Labour in San Marino

The labour laws in San Marino are based on collective labour contracts and specific laws, often referred to by the same aforementioned contracts, the most important of which are:

1) Law to protect labour and workers and law to protect trade union activity. The protection law was issued in 1961 and governs the following aspects:

a) trade union associations
b) labour disputes
c) labour contracts
d) working conditions
e) termination of labour relations
f) social security and assistance
g) employment exchange
h) labour inspectorate

On the other hand, Law no. 23 dated 11th March 1981 governs the protection of trade union activities, granting workers’ trade union associations the right to set up corporate trade union organisations with the faculty of guaranteeing compliance with and application of collective labour agreements, handling corporate agreements, trying to settle individual labour disputes and assessing working conditions, even intervening with suggestions aimed at changing the same.
The same law governs paid trade union permits and the concession of a minimum of 5 paid hours a year for meetings.

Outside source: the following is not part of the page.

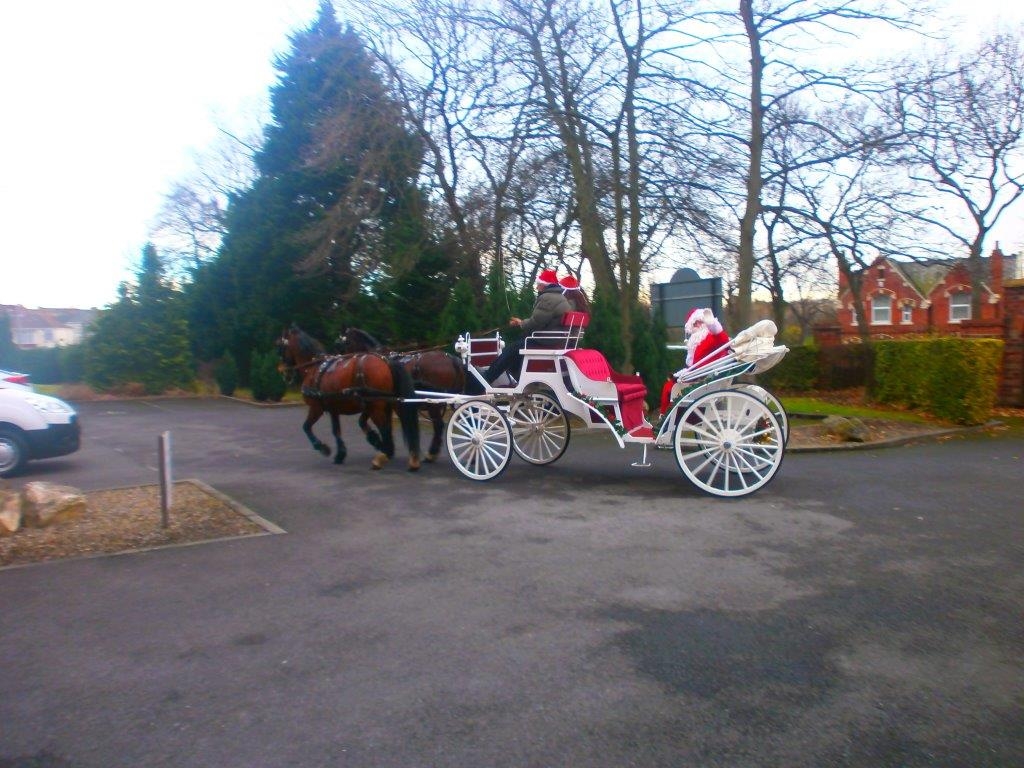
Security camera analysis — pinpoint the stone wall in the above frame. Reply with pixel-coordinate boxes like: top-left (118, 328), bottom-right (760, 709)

2) Law no. 40 dated 25th May 1981 and subsequent modifications regarding equality between men and women in the workplace forbids any form of discrimination based on gender. It also governs maternity leave, which can be granted to a working father instead of a working mother.

3) Law on employment exchanges. Acknowledges the public function of placement in employment exercised by the Employment Exchange Section of the Labour Office. Anyone wishing to be recruited as an employee has to register on the placement in employment lists, within which specific classifications will then be formed. Placement in employment is confirmed via written communication (authorisation) issued to the employer and the worker by the Labour Office.

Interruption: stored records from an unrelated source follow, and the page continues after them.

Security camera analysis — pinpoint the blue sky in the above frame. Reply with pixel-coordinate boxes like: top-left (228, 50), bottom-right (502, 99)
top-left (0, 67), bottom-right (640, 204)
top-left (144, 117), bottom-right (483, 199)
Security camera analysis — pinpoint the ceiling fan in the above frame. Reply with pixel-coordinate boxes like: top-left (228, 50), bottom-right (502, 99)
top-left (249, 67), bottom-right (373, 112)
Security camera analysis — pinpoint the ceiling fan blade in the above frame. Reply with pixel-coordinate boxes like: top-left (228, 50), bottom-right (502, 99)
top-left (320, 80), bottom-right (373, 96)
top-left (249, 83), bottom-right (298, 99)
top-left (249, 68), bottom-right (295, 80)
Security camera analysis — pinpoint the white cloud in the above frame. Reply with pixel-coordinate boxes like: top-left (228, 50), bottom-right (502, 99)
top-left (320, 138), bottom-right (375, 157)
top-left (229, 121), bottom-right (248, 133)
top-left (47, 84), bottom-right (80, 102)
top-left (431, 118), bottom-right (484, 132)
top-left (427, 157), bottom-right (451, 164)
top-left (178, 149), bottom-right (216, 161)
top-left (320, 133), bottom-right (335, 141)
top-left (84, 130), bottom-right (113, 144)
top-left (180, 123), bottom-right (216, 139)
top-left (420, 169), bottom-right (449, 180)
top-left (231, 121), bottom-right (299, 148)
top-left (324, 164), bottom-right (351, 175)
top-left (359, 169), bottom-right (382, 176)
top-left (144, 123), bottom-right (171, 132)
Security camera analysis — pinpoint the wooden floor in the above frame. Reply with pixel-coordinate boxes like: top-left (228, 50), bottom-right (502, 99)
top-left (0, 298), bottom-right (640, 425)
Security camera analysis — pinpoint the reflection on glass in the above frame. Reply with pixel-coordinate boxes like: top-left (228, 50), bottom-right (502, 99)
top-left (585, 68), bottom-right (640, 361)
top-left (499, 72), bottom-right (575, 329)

Salaried employment relationship

COLLECTIVE LABOUR AGREEMENT
Employment relationships are governed by specific laws and by the labour agreement that in San Marino is legally binding. Article 8 of Law no. 7 dated 17th February 1961 "Law for the protection of labour and workers” establishes that labour agreements drawn up between the registered workers’ trade unions and the registered employers’ trade unions are legally binding.
Currently existing contracts in the private sector are those regarding:
• industry
• crafts
• construction
• trade

They are renewed ordinarily every three years and consist in:
• An information part
• A part regarding trade union rights
• A part regarding contract laws
• A part regarding contract attachments
• A part regarding legislative attachments

REGULATION OF EMPLOYMENT RELATIONSHIPS
In general, it can be said that an employment relationship begins with the recruitment of the employee whose request must come from the Labour Office, which is the organisation in charge of issuing the relevant authorisation.

Disciplinary measures are provided for that can be summarized as:
a) verbal warning
b) reprimand
c) notice
d) suspension from work up to a maximum of 3 days
e) dismissal
f) instant dismissal
This latter measure can only be applied following an extremely serious offence by the employee.

The law also provides for administrative sanctions for employers who recruit salaried employees illegally.

WORKING HOURS
With the exception of the public administration sector, the commercial sector and some artisan sectors, working hours amount to 37.5 hours a week. Annual holidays provided for by the contract amount to 176 hours.

Overtime is permitted up to a maximum of 145 individual hours and any excess of this ceiling can be only be agreed with the trade union organisations and sector categories.

Part-time work is executed for fewer hours than established in the contract. In any case, for purely social security purposes, part-time work cannot be less than 4 hours a day, 18 hours a week or 78 hours a month. Finally, note that part-time work is not compatible with overtime.